Written in a "masked" way, the string processing format looks like:
Process: #### - Start Date: #### Duration: #### - Description: Task Manager
What
we need to parse in our application are the "####" parts. And what
would be more natural than to be able to enter exactly this mask
pattern in our application. To further access the interesting parts,
we should be able to give them variable names, represented in the part
string by a surrounding percentage sign (%). So our mask string would look like
Process: %proc% - Start Date: %date% Duration: %duration% - Description: %desc%
Ideally, we would run each line of the log file through this mask
and if it succeeds, we would query the variable "proc", "date" and
"duration" - and ignore "desc". If it fails, i.e. if the input string
does not match with the mask format, we would just continue with the
next log-line.
Example 2
We need to extract version information from strings like:
<softwareA> v1.4
<softwareB> v5
<softwareC> v1.3.1 Beta 5
<softwareD> v8.4.87.405 Alpha
The only thing these strings have in common is the space and lowercase-"v" right before the version number. Again, we are only interested in the italic parts: the plain version numbers without the postfixed "Alpha" or "Beta 5".
In this case, we would have two different masks:
One with additional text after the version number and one with not, so the first mask would look like:
%software% v%version% %postfix%
where we have only two fixed elements:
- the " v" and
- the space between the version and the postfix
and another mask with no postfix
%software% v%version%
We would first check the one with, and if it fails (if there is no postfix) the one without postfix.
(When checking the second mask only, it would always succeed and include the words "Beta" and "Alpha" as well - which we don't want).
The idea of handling strings that way makes it must easier to adapt to many different tasks without having to reprogram any additional post-tokenizer logic that is usually involved when extracting data from strings.
Originally, a very good MP3 tag editor allows extracting data like artist and track name information from the various formatted filenames on freedb.org by using placeholder variables in the way described above, which got me quickly attracted to it, as it is very easy to understand. Many times I wished to have access to such a function, and never found anything similar to it, so I decided to code it myself.
Using the code
The string splitter contains three classes:
The main class CStringSplitter
, which will be used by the application code, and the two helper classes CSearchStringChar
and CSearchStringStr
used by the other class to parse the mask and the string.
The usage of the string splitter is demonstrated in this small piece of code.
In the example, we use the percentage symbol '%' to indicate the start and end of a variable name:
#include "StringSplitter.h"
CStringSplitter Split( _T('%'), _T('%') );;
CString strValue,
strMask = _T("Process: %proc% - Start Date: %date% Duration: %duration% - Description: %desc%");
while ( !isEndOfFile() )
{
strLogLine = getNextLine();
if ( Split.matchMask( strLogLine, strMask ) )
{
if ( Split.getValue( strValue, _T("proc") ) )
{
...
}
if ( Split.getValue( strValue, _T("date") ) )
{
...
}
if ( Split.getValue( strValue, _T("duration") ) )
{
...
}
}
}
When using the default open- and close-brace characters to indicate the placeholders, the mask in the example above would be:
Process: (proc) - Start Date: (date) Duration: (duration) - Description: (desc)
The CStringSplitter class
The following functionality is provided by the class to process a string.
Configuring the start end end characters of a variable part in the mask
The CStringSplitter
class must be constructed with two
optional parameters to specify the start and end characters for the
variable names.

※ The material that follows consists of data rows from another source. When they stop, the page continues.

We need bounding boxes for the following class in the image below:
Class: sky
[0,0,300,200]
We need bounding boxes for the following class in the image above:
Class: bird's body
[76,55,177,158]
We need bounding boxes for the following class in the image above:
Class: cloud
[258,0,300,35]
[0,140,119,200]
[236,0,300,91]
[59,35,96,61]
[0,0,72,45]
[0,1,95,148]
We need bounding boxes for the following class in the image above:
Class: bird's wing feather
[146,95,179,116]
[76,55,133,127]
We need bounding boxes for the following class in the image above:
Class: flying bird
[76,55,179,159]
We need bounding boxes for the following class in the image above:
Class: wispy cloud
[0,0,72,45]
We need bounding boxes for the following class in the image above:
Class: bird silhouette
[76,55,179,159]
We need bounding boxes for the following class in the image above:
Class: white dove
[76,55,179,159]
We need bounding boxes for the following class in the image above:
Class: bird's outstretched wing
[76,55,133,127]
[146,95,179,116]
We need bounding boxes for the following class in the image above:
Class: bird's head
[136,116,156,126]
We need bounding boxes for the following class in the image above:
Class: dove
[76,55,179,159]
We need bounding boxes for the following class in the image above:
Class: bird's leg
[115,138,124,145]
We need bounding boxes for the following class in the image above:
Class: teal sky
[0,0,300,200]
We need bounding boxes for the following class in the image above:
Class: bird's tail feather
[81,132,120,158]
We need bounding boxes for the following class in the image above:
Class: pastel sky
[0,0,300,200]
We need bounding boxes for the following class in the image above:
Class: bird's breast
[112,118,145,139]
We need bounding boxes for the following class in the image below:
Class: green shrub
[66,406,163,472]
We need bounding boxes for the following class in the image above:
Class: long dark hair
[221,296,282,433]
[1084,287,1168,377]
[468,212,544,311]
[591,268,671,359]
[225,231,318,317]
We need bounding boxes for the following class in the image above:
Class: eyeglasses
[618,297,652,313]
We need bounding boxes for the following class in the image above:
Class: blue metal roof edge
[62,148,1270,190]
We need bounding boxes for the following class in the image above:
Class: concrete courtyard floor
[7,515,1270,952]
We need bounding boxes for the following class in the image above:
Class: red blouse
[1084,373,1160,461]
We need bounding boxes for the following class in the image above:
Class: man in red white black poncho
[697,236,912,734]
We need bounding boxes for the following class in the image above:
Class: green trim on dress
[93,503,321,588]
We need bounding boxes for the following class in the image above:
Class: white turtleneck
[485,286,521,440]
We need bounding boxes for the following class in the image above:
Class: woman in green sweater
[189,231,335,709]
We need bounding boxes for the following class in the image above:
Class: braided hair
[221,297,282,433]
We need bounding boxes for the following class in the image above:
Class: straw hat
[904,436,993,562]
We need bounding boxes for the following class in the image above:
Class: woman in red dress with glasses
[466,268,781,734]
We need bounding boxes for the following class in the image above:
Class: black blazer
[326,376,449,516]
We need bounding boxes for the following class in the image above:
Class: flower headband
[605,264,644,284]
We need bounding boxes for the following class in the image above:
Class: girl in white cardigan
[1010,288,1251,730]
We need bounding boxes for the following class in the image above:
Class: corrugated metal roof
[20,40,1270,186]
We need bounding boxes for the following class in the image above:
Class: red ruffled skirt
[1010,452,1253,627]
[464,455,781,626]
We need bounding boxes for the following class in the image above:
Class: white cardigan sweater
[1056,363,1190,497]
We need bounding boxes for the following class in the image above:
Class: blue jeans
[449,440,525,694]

These default to the opening and close braces '(' and
')'.
Both, the opening and close characters can be the same (e.g. '%' as in the code example above).
Parsing a source string against a mask
The method matchMask
checks an input line against the mask. It returns true
if the processing was successful, false
if not, i.e. if the mask does not fit onto the input string or if the mask contains syntactical errors.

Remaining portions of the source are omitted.